CF1250J The Parade

The Berland Army is preparing for a large military parade. It is already decided that the soldiers participating in it will be divided into $ k $ rows, and all rows will contain the same number of soldiers. Of course, not every arrangement of soldiers into $ k $ rows is suitable. Heights of all soldiers in the same row should not differ by more than $ 1 $ . The height of each soldier is an integer between $ 1 $ and $ n $ . For each possible height, you know the number of soldiers having this height. To conduct a parade, you have to choose the soldiers participating in it, and then arrange all of the chosen soldiers into $ k $ rows so that both of the following conditions are met: - each row has the same number of soldiers, - no row contains a pair of soldiers such that their heights differ by $ 2 $ or more. Calculate the maximum number of soldiers who can participate in the parade.

The first line contains one integer $ t $ ( $ 1 \le t \le 10000 $ ) — the number of test cases. Then the test cases follow. Each test case begins with a line containing two integers $ n $ and $ k $ ( $ 1 \le n \le 30000 $ , $ 1 \le k \le 10^{12} $ ) — the number of different heights of soldiers and the number of rows of soldiers in the parade, respectively. The second (and final) line of each test case contains $ n $ integers $ c_1 $ , $ c_2 $ , ..., $ c_n $ ( $ 0 \le c_i \le 10^{12} $ ), where $ c_i $ is the number of soldiers having height $ i $ in the Berland Army.

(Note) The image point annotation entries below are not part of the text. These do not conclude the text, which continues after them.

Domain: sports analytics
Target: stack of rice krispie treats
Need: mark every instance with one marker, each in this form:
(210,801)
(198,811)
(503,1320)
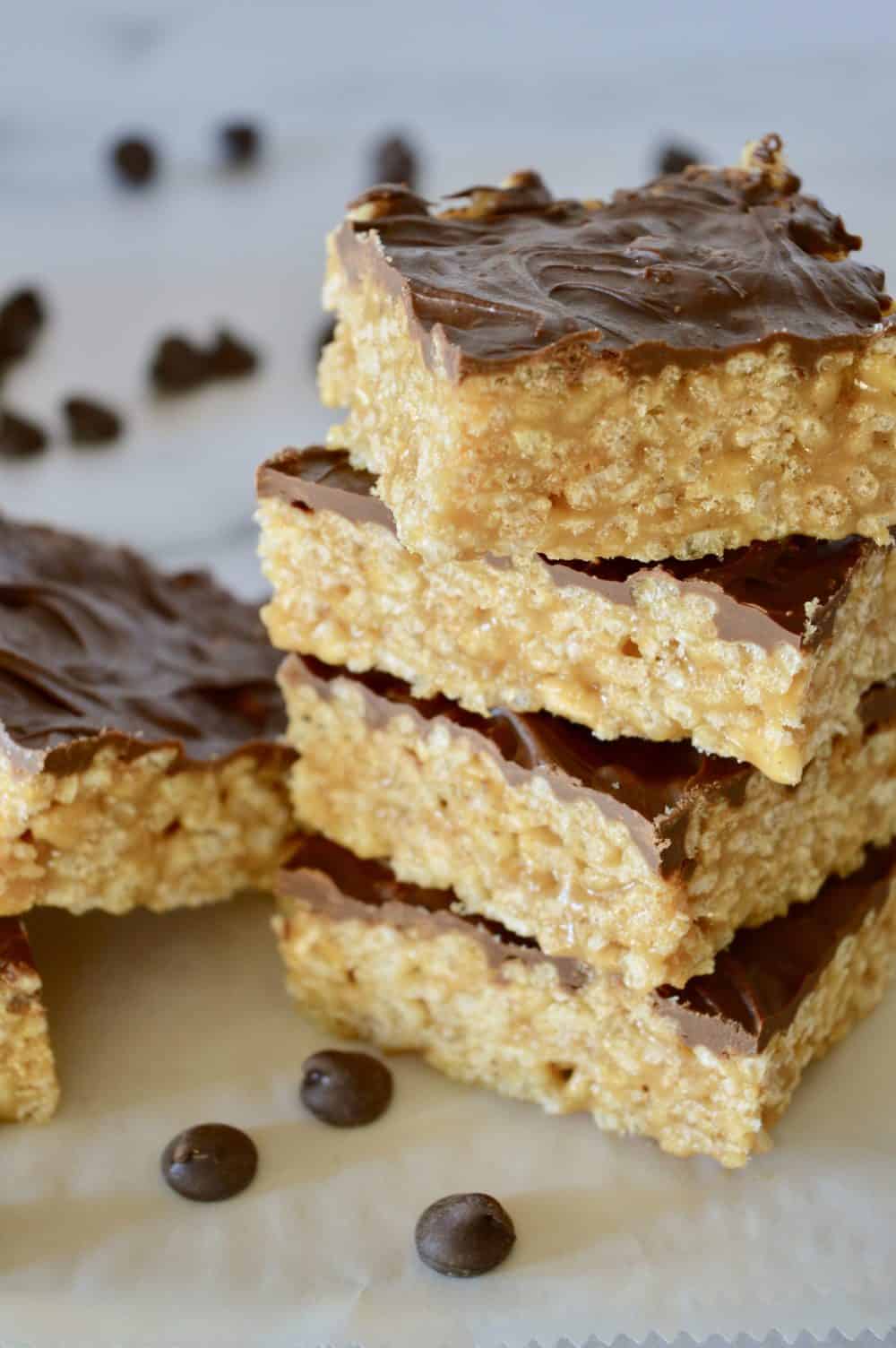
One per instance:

It is guaranteed that the sum of $ n $ over all test cases does not exceed $ 30000 $ .

For each test case, print one integer — the maximum number of soldiers that can participate in the parade.

Explanations for the example test cases: 1. the heights of soldiers in the rows can be: $ [3, 3, 3, 3] $ , $ [1, 2, 1, 1] $ , $ [1, 1, 1, 1] $ , $ [3, 3, 3, 3] $ (each list represents a row); 2. all soldiers can march in the same row; 3. $ 33 $ soldiers with height $ 1 $ in each of $ 3 $ rows; 4. all soldiers can march in the same row; 5. all soldiers with height $ 2 $ and $ 3 $ can march in the same row.